Şirket ayrıca, çip üretim ve araştırma merkezlerinin geliştirilmesiyle küresel etki alanını daha da genişletiyor.
TSMC’nin büyüme oranı da oldukça dikkat çekici. 2020 yılına kadar şirket, yılda ortalama üç fabrika inşa ederken, 2021-2024 yılları arasında bu rakam beşe yükseldi ve 2024’te TSMC, eş zamanlı olarak dokuz yeni tesisin inşasına başladı. Bir fabrikanın yapım sürecinin 3-4 yıl sürdüğü göz önünde bulundurulduğunda, şu an 24 projeyi bir arada yürütüyor.
Analistlere göre, önümüzdeki yıllarda ne Intel ne de Samsung’un TSMC ile gerçek bir rekabet oluşturması mümkün görünmüyor. Intel, projelerini büyük ölçüde durdurmuş durumda, Samsung ise teknolojik zorluklarla boğuşuyor.
Ayrıca TSMC, 2 nanometre teknolojisi (N2) ile yüksek verim oranına sahip çiplerin piyasaya sürüleceğini açıkladı ve seri üretime geçişin yılın ikinci yarısında gerçekleştirilmesinin planlandığını bildirdi.
Şirketin şu anda karşılaştığı en büyük zorluk personel ihtiyacı olmaya devam ediyor. 2019 yılında 51 bin olan çalışan sayısının, 2024 yılı sonunda 83 binin üzerine çıkması bekleniyor ve 2025 yılı başında 1.300 kişinin daha eklenmesi öngörülüyor. Şirketin bu yıl 90 bin, gelecek yıl ise 100 bin çalışan sınırını aşması öngörülüyor.
TSMC, hızlı büyümesine rağmen yüksek kalite standartlarını korumayı başarıyor. Arizona’daki tesisi (Fab 21), 4nm teknolojisi (N4) kullanarak kullanılabilir çipler üretme sürecinde Tayvan fabrikalarını hızla yakaladı ve Japonya’daki tesis, 22nm ürünler üretme konusunda Tayvan’ın Fab 15A tesisinin performansını dahi geride bıraktı.

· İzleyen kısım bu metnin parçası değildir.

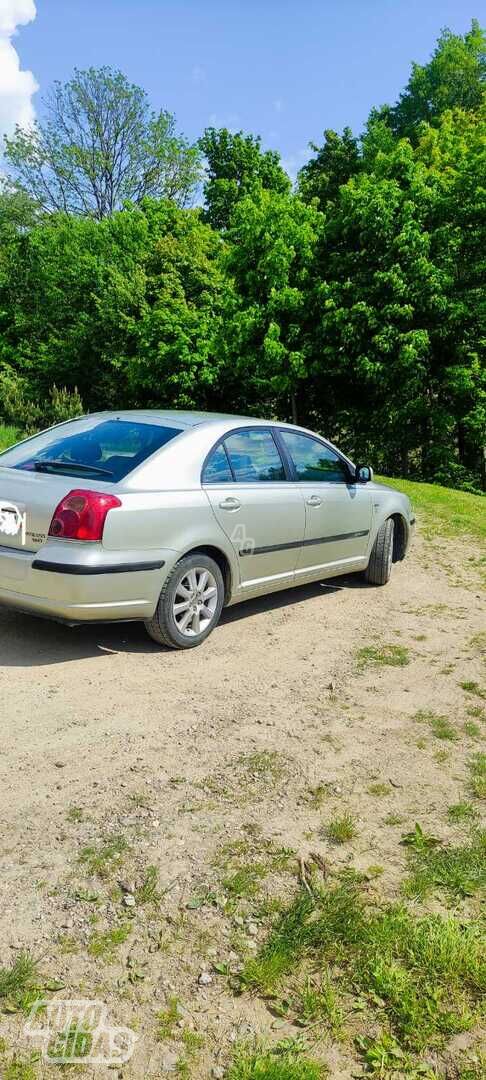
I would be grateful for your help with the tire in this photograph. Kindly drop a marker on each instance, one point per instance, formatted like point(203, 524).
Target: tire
point(190, 604)
point(378, 570)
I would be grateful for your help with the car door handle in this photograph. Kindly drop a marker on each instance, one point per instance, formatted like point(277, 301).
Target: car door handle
point(230, 503)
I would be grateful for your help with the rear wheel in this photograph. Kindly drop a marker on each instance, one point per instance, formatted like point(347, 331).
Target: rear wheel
point(190, 603)
point(379, 568)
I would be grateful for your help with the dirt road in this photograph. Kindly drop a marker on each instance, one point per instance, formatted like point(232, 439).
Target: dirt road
point(184, 754)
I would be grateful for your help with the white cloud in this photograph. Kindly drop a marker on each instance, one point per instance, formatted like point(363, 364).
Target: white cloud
point(295, 161)
point(16, 86)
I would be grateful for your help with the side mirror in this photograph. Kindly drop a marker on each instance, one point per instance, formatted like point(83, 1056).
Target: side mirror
point(363, 474)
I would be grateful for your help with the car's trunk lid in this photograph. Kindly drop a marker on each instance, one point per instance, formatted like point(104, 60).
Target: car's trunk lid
point(27, 504)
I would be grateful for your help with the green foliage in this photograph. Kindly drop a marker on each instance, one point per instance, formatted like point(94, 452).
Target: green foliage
point(280, 1063)
point(387, 656)
point(444, 512)
point(454, 78)
point(18, 981)
point(100, 146)
point(237, 166)
point(460, 871)
point(103, 946)
point(105, 858)
point(423, 975)
point(353, 305)
point(333, 165)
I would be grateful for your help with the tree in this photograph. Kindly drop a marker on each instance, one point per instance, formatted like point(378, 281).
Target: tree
point(455, 77)
point(125, 310)
point(397, 306)
point(237, 166)
point(99, 146)
point(269, 257)
point(334, 163)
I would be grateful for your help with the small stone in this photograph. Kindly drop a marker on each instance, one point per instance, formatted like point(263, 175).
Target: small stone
point(170, 1062)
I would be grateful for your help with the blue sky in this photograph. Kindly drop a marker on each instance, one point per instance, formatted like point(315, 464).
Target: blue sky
point(280, 68)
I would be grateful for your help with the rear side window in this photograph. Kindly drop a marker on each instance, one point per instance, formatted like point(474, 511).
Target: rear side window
point(108, 449)
point(254, 457)
point(217, 469)
point(313, 460)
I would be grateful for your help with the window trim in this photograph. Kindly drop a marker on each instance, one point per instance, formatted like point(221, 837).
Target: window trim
point(237, 431)
point(350, 482)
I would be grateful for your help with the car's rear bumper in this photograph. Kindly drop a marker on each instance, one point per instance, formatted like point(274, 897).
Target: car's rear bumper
point(80, 584)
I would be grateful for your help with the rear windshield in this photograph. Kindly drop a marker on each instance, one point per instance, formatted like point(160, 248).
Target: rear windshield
point(107, 449)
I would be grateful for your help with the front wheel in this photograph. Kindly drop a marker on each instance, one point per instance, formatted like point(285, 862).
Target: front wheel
point(190, 603)
point(378, 570)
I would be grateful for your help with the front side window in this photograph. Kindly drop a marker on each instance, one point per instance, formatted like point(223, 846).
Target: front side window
point(313, 460)
point(91, 447)
point(254, 457)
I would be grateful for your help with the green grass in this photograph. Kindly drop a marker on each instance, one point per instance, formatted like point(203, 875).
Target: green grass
point(76, 1041)
point(440, 725)
point(104, 859)
point(9, 435)
point(16, 1069)
point(104, 946)
point(17, 983)
point(460, 812)
point(442, 511)
point(476, 766)
point(280, 1063)
point(459, 871)
point(169, 1018)
point(471, 687)
point(422, 975)
point(379, 790)
point(340, 829)
point(245, 881)
point(388, 656)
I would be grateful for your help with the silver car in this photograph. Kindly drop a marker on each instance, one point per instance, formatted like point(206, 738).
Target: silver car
point(167, 516)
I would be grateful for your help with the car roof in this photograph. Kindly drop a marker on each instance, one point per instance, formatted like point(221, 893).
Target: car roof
point(187, 418)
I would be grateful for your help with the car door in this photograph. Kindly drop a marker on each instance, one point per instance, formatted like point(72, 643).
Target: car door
point(338, 512)
point(257, 505)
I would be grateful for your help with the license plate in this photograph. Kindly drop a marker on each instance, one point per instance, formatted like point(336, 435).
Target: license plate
point(13, 521)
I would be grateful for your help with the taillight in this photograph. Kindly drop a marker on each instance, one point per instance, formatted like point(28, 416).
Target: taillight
point(81, 515)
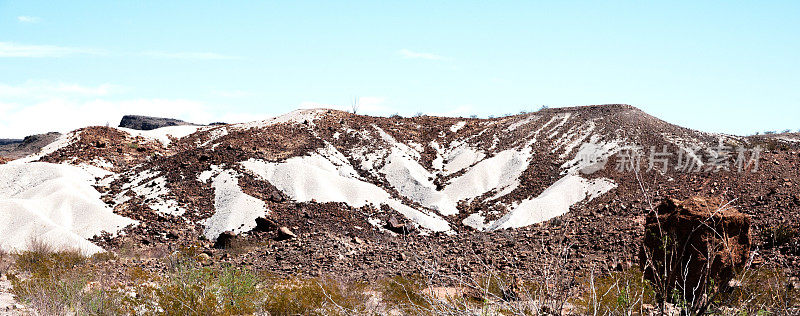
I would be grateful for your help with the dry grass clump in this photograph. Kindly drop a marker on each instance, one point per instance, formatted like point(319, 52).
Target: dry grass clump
point(405, 293)
point(618, 293)
point(191, 290)
point(64, 282)
point(318, 296)
point(763, 291)
point(52, 282)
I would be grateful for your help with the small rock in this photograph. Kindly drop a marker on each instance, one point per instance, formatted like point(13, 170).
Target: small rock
point(265, 225)
point(204, 259)
point(285, 233)
point(396, 226)
point(225, 240)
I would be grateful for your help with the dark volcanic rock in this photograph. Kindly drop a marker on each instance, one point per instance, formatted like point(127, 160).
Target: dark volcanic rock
point(144, 123)
point(225, 240)
point(18, 148)
point(696, 241)
point(284, 233)
point(265, 225)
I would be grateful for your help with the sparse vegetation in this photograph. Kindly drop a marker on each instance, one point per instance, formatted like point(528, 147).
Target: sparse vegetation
point(64, 282)
point(618, 293)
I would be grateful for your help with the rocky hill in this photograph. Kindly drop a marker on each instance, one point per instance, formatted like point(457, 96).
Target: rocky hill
point(146, 123)
point(367, 196)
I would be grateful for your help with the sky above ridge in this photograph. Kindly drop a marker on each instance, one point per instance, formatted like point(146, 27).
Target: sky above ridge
point(716, 66)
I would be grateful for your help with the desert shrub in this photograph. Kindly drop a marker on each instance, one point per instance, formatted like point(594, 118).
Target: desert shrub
point(56, 284)
point(778, 235)
point(191, 290)
point(50, 294)
point(405, 292)
point(616, 293)
point(316, 297)
point(41, 260)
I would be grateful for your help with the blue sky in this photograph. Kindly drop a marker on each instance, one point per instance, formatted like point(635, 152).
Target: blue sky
point(718, 66)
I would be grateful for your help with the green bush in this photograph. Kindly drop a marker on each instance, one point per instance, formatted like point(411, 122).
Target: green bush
point(616, 293)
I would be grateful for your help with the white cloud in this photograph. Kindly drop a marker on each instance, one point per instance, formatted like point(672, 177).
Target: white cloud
point(9, 49)
point(62, 115)
point(45, 89)
point(29, 19)
point(406, 53)
point(187, 55)
point(231, 93)
point(40, 106)
point(459, 111)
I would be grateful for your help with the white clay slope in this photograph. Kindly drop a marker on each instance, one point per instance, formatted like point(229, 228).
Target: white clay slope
point(162, 134)
point(53, 204)
point(316, 177)
point(554, 201)
point(233, 209)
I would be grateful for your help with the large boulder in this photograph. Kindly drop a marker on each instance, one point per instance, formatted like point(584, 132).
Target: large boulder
point(694, 246)
point(145, 123)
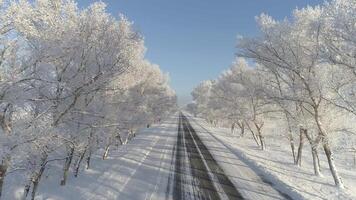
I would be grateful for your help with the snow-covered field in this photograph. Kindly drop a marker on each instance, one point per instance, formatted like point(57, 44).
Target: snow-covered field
point(134, 171)
point(143, 169)
point(276, 165)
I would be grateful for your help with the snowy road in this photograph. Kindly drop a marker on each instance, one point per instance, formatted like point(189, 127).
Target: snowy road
point(178, 159)
point(190, 164)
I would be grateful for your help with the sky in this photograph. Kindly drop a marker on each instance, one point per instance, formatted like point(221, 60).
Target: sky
point(195, 40)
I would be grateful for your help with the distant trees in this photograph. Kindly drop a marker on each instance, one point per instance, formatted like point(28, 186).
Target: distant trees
point(72, 81)
point(304, 76)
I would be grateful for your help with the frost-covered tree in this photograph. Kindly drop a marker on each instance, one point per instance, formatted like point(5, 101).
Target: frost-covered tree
point(63, 71)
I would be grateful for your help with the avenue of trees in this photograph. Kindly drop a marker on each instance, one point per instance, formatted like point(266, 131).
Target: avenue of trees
point(299, 74)
point(72, 81)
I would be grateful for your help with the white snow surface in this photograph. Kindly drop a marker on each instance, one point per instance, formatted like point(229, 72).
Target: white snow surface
point(143, 169)
point(276, 166)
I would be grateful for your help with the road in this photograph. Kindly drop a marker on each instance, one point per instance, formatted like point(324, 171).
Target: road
point(197, 175)
point(177, 159)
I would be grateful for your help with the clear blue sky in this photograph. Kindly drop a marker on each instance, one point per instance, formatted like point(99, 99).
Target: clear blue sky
point(194, 40)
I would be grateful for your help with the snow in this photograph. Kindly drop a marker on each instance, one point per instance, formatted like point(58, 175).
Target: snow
point(275, 165)
point(143, 169)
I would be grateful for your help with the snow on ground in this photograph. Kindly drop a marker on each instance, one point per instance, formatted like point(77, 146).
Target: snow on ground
point(276, 165)
point(138, 170)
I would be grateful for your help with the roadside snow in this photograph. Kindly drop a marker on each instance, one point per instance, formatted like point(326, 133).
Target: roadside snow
point(276, 166)
point(137, 170)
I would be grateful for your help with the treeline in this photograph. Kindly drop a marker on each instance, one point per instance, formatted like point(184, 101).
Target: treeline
point(299, 74)
point(72, 81)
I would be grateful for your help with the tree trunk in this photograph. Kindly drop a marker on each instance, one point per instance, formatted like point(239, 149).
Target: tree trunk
point(253, 134)
point(262, 140)
point(314, 151)
point(67, 164)
point(300, 148)
point(105, 155)
point(88, 159)
point(330, 157)
point(3, 169)
point(291, 141)
point(27, 189)
point(260, 136)
point(76, 171)
point(232, 128)
point(316, 162)
point(36, 178)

Analistler, TSMC’nin ileri teknolojilere ve küresel altyapıya yaptığı yatırımlar neticesinde, uzun yıllar boyunca çip pazarında önemli bir oyuncu olmaya devam edeceğinden ve rakipleri için neredeyse ulaşılamaz bir konuma yükselebileceğinden emin.